When Clapp saw groups of students studying in their virtual lab groups outside of class he popped in to check on them, just as he always did in person when walking the halls.
“When I talk to a student, my avatar turns toward them and theirs turns toward me,” Clapp said. “We can have a conversation while facing each other and then turn back toward the data. It’s tough to describe the level of engagement, but it’s darn close to when you’re in a real space together.”
Helping students thrive in a changing world
Tori Hoelscher, a biomedical sciences master’s student who hopes to attend medical school and work in pediatrics someday, had never experienced virtual reality and didn’t know what to expect. Due to the hands-on nature of the class, she worried about being able to get the same education remotely.
“But it really mimicked what it would have been like in person,” Hoelscher said. “And there are things you can do with a 3-D cadaver in virtual reality that you couldn’t dream of doing with a human cadaver, like expand the heart big enough to fit yourself inside of a ventricle—on a real person you would never be able to see things from that perspective. Plus, it was cool to still be able to see and communicate with classmates and study with a core lab group. It was very rewarding to be part of such a neat pilot project.”
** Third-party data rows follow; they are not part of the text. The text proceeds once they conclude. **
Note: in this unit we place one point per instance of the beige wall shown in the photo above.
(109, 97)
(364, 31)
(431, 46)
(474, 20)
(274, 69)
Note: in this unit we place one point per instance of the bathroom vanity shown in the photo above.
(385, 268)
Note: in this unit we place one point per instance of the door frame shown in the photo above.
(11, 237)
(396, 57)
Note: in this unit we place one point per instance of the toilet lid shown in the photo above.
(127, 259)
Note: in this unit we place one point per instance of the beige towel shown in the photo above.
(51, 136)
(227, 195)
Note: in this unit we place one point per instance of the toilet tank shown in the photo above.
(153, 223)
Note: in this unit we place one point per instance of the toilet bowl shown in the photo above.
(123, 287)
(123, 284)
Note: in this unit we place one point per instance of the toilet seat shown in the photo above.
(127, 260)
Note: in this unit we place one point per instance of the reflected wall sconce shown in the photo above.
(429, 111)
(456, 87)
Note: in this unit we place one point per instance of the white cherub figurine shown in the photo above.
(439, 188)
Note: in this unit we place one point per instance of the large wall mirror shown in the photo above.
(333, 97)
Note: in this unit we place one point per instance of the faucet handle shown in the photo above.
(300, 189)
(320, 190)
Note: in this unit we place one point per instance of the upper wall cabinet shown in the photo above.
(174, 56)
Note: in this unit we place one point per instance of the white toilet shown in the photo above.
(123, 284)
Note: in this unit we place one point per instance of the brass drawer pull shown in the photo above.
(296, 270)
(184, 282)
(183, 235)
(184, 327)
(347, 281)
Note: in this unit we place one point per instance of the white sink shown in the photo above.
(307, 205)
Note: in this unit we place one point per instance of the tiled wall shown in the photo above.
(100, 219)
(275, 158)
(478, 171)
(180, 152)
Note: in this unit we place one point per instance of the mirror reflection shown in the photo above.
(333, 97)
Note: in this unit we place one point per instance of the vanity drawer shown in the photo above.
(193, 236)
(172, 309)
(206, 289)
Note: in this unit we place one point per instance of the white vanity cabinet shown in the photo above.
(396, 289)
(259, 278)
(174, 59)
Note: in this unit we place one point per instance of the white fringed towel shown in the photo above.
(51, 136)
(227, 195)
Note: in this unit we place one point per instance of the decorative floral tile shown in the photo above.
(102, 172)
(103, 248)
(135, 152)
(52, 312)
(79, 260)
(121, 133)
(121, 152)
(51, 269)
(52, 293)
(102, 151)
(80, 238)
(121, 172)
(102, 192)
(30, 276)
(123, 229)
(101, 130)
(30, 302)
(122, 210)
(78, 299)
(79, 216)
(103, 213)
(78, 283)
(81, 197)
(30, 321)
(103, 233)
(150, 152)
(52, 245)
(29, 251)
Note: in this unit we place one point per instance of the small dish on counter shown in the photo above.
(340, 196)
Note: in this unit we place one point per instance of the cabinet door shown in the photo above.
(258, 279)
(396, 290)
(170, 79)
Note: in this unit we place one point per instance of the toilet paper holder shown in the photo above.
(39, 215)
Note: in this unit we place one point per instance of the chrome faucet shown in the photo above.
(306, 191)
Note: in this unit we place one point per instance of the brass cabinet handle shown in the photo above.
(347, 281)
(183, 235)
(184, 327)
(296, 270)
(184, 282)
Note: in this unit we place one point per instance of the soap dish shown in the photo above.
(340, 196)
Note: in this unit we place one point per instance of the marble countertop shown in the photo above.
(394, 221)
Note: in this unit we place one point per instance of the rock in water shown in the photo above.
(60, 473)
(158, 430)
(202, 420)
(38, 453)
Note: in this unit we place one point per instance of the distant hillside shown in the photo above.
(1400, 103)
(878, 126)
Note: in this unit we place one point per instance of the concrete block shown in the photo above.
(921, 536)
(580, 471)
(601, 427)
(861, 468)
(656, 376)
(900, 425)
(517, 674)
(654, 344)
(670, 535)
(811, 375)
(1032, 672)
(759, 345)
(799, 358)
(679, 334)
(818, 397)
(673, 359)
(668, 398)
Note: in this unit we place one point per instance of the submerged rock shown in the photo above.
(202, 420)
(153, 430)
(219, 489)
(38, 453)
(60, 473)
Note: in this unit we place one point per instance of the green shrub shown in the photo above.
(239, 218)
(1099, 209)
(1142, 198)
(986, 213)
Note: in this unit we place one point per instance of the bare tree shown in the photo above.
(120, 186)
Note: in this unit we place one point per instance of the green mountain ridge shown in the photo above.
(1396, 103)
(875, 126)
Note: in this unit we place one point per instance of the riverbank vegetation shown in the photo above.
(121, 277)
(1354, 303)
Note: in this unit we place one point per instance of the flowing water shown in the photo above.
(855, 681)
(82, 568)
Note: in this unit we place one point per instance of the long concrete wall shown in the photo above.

Initially, when lead developer Chad Eitel and research associate Jordan Nelson found out in April that they needed to help Clapp pull off putting 100 students in virtual reality remotely by June, they thought he was crazy. “But the class operated better than we could have imagined,” Nelson said. “It has been incredible to see how quickly students have been able to pick up the technology and take control of their education. We’ve all had to face the changing reality of education during this pandemic and providing students with an experience that is as similar to the cadaver lab as possible has been our highest priority.”
“We took a chance and developed everything in-house, and we’re three years down the road now,” Clapp said. “It’s been a lot of fun to develop this together as a team.”
With the course now built and tested Clapp would love to run it again, even with the return to in-person cadaver dissections. “It can expand our teaching capacity and allow at-risk students to stay home and distance students to stay where they are,” Clapp said. “It’s not geographically limited and we hope to see it continue.”